In response, the president referred the CAB back to Parliament on the grounds of certain specific constitutional reasons, but this did not include the section that deals with copyright exceptions and limitations for blind, visually impaired and otherwise print disabled persons.
According to Blind SA CEO Jace Nair, this issue has affected the blind community in the sense that it is perpetuating their book famine, restricts their reading choices and limits their access to less than 0.5% of published works.
“We strive to empower and improve the lives of blind citizens. Our braille services division is the largest braille production house in South Africa and the only one to produce material in braille in all 11 official languages,” Nair said.

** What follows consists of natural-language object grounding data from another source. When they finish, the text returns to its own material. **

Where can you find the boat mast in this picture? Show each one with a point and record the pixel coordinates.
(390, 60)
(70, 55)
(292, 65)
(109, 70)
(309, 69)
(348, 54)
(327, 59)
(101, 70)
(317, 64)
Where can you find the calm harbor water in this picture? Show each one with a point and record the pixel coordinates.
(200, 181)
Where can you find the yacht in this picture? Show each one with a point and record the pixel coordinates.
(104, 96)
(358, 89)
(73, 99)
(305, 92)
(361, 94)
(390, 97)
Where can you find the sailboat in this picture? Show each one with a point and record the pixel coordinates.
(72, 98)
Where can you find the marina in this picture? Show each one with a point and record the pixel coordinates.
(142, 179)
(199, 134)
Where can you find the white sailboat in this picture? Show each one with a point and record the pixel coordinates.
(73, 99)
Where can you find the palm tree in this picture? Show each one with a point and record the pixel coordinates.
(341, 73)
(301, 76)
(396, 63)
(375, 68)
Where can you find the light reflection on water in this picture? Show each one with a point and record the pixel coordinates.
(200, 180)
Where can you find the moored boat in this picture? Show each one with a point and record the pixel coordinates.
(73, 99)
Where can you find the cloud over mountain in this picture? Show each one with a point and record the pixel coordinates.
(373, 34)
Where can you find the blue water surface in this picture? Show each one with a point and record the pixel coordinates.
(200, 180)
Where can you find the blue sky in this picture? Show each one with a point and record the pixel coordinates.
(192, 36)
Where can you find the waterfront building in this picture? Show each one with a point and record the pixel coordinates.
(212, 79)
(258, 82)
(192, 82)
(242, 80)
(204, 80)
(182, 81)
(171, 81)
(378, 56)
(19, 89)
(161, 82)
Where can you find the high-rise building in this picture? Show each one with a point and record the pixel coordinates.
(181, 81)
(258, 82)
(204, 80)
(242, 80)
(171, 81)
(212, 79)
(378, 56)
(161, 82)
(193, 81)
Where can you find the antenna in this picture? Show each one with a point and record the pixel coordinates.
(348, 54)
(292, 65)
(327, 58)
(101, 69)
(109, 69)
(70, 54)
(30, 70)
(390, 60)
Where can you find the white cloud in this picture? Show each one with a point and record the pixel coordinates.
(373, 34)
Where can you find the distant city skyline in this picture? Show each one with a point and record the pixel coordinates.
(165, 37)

Ntshavheni Netshituni, SA representative to the International Council on English Braille, says President Ramaphosa confirmed at last year’s State of the Nation Address and at the International Day for Persons with Disabilities that the mainstreaming of persons with disabilities, inclusion, social cohesion and nation building is the priority of government. The empowerment and services for persons with disabilities was highlighted.
“We have excellent legislation and policies, however, the implementation and practice is unsatisfactory. Blind and partially sighted people’s basic rights are violated,” Netshituni told ThisAbility.
He added that learners do not have access to accessible learner, teacher support materials and assistive devices such as braille writing machines and low vision aids.
“Only 3% of blind and partially sighted people are employed. Government departments at all three spheres are not achieving the old targets of 2% employment and 4% learnerships/internships, let alone the revised targets of 7%,” Netshituni said.
In its memorandum to the DTIC and the Speaker of Parliament shared during the march, Blind SA requested a response by Parliament by the end of January, indicating a proposed way forward to achieve a resolution of these issues.